As if we hadn’t already missed enough school, in May we had another unexpected break from the classroom since, barely an hour after school kids made it home for the day, some of the classrooms were no longer there. At about 4:15 p.m. on May 6, several major tornados, with winds gusting up to 260 miles per hour, decided to blow down the center of town, turn left on Seventy-Second Street, and swing by the Ak-Sar-Ben Racetrack and Archbishop Bergan Mercy Hospital before driving out of town and lifting at 4:38 p.m. The afternoon tour chopped a path across ten miles of streets and residences. Nearly a year after Elvis Presley sold out performances in his “Tornado over Omaha” concert tour of June 1974, the real-life tornado of ’75 caught our city’s attention.
The miracle of it all is that this F4 natural disaster took only three lives. Omahans were proud to say that their sound-warning system was the real hero; one of the three fatalities had been a hard-of-hearing elderly lady who had not heard the sirens.
Omaha drew a breath as the paralyzed community picked up toasters and wallets in their yards belonging to people who lived miles away. An entire block wiped out near Saint Pius had only one wall standing, with a cross hanging soundly. Lucy’s friend Beth Taber, who lived two blocks from Pius, spent the next three months in a town house while her home was rebuilt. When the sirens sounded on that day in May, Beth and her three sisters and mother had gone to the southeast corner of their basement and hid under a mattress during those twenty-three minutes. The tornado
lifted the house from above them and replaced it with a car. Within seconds, glass whirled around the basement. Beth and her sisters watched from under the mattress as the corner of the house lifted off the foundation. Beth remembers bobbing up off the floor, holding onto her sister.
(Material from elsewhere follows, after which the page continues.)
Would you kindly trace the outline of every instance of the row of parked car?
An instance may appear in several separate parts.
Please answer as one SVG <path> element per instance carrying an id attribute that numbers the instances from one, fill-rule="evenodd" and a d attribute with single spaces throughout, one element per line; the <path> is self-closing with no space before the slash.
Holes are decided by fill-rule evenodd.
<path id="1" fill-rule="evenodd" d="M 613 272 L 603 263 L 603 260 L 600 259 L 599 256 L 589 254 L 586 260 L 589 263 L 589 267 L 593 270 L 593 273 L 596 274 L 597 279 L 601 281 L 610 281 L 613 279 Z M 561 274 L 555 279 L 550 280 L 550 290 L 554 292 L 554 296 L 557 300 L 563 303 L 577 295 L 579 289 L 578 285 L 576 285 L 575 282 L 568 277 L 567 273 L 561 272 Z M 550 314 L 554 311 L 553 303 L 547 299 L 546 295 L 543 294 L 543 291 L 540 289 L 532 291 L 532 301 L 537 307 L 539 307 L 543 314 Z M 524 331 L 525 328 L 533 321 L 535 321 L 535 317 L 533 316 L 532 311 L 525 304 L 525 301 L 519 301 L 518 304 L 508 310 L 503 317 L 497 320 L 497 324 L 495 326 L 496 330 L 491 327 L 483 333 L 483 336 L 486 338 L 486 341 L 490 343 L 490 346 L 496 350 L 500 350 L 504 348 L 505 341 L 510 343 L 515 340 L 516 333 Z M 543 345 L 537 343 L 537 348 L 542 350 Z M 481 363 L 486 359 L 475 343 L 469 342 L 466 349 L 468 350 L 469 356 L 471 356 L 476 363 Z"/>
When the tornado passed, the girls found their neighbor’s car suspended just above their heads and their mother on the floor bleeding from a deep cut, apparently inflicted by the car’s bumper. Mrs. Taber was knocked out by the blow but revived by the gasoline that was pouring out of the car onto her face. When Mrs. Taber came to, she and her girls noticed that the house was gone. The Tabers didn’t realize at the time that one of the twister’s three victims lay dead in their backyard.